There are a lot of myths about data quality. The belief that advanced automatic data validation and dictionary use mechanisms will solve the problem of low data quality is one of them. From our experience, the introduction of more and more restrictive data validation methods may sometimes make data quality worse rather than better. For instance, one of our local customers reported the highest policy sales to… Afghanistan as it was precisely that country which appeared as the first in the list of the countries to choose from used by the application registration system operator. The 00-000 postcode, which is frequently encountered in customers’ databases, is another example.
We know well that the mere application of the most sophisticated data validation rules is not going to ensure absolute data correctness. We also know that it is better to have no data than incorrect data. At the same time, based on our projects to date, even those organizations which have institutionally implemented data management programs are unable to achieve 100 percent quality of their data. Even where there is an advanced data management culture, it is sometimes necessary to cleanse or deduplicate data. Naturally, manual verification remains not only expensive in such case but it also cannot guarantee that no errors will be made during the correction process.

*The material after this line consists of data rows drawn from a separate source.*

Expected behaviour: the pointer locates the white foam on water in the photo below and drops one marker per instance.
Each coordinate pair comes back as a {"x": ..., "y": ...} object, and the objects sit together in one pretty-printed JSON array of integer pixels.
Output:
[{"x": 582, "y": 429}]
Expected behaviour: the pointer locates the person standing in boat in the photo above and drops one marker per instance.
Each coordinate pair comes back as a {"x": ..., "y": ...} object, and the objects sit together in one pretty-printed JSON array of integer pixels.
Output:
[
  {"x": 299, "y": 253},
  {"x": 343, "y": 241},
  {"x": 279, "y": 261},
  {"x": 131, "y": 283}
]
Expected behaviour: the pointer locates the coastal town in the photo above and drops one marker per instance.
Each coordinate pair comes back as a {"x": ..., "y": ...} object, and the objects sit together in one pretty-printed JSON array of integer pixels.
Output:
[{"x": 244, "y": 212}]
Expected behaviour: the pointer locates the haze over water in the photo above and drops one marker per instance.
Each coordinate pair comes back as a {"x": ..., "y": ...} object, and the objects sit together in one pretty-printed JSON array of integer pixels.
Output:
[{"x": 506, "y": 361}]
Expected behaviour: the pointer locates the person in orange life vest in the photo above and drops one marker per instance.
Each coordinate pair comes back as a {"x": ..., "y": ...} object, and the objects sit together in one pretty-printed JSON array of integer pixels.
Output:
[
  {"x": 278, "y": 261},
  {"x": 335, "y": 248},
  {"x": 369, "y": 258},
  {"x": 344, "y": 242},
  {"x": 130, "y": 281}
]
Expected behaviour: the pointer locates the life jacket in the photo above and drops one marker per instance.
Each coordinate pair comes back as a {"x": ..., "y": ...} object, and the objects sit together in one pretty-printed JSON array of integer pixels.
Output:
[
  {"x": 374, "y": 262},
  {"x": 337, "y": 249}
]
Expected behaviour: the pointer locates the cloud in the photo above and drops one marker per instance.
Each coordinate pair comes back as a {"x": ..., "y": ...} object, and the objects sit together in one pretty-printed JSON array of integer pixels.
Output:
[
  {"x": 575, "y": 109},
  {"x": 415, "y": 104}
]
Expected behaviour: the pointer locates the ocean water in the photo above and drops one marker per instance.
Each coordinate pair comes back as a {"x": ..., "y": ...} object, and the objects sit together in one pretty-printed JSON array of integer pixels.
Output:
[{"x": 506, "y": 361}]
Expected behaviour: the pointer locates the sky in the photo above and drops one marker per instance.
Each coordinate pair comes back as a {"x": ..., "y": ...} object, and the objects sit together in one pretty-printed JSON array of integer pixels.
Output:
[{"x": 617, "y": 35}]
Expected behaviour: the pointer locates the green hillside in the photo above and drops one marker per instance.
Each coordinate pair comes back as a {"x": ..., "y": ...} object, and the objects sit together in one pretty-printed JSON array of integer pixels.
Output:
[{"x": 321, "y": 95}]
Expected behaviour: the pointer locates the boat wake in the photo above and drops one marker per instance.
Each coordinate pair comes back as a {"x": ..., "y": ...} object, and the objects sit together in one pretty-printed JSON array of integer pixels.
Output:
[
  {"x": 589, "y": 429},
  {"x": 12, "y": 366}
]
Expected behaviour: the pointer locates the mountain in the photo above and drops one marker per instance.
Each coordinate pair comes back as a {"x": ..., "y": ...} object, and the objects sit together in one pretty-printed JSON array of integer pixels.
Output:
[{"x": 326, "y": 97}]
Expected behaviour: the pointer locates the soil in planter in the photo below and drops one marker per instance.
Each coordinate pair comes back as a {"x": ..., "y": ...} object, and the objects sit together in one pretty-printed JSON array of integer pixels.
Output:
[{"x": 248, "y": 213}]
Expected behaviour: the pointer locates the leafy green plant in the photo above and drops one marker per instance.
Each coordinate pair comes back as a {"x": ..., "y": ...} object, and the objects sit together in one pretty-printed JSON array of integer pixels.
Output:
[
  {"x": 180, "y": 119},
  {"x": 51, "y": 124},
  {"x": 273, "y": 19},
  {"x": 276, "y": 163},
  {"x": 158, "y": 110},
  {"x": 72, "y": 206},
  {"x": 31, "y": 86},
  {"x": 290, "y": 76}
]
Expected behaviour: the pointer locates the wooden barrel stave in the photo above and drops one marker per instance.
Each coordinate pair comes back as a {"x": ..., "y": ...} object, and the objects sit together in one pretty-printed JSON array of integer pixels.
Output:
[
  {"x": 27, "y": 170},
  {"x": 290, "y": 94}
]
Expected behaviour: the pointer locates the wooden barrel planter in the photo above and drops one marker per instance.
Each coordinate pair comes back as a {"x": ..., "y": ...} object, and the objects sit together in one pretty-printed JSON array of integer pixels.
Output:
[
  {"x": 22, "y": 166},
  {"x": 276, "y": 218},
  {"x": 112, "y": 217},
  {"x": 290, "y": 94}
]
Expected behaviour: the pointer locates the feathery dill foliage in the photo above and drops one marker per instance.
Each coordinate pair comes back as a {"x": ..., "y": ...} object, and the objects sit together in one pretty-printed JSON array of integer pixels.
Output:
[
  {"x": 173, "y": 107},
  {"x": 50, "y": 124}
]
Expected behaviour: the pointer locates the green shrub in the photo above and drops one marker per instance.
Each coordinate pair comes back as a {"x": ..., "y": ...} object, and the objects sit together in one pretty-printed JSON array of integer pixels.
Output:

Based on proven algorithms, with many years of experience to support them, Sanmargar provides automatic data cleansing services in respect of: postal addresses, first names and surnames, business names, e-mail addresses, telephone numbers, identification information of individuals and businesses. We also carry out data deduplication projects for our customers, including the provision of a solution for them to regularly cleanse and deduplicate data on their own, as it is yet another myth that a one-off cleansing process solves the problem once and for all. In fact, data cleansing, although it cannot be a substitute for a comprehensive data quality management process, should complement it. We are aware of the fact that data should be regularly cleansed out of concern for its quality.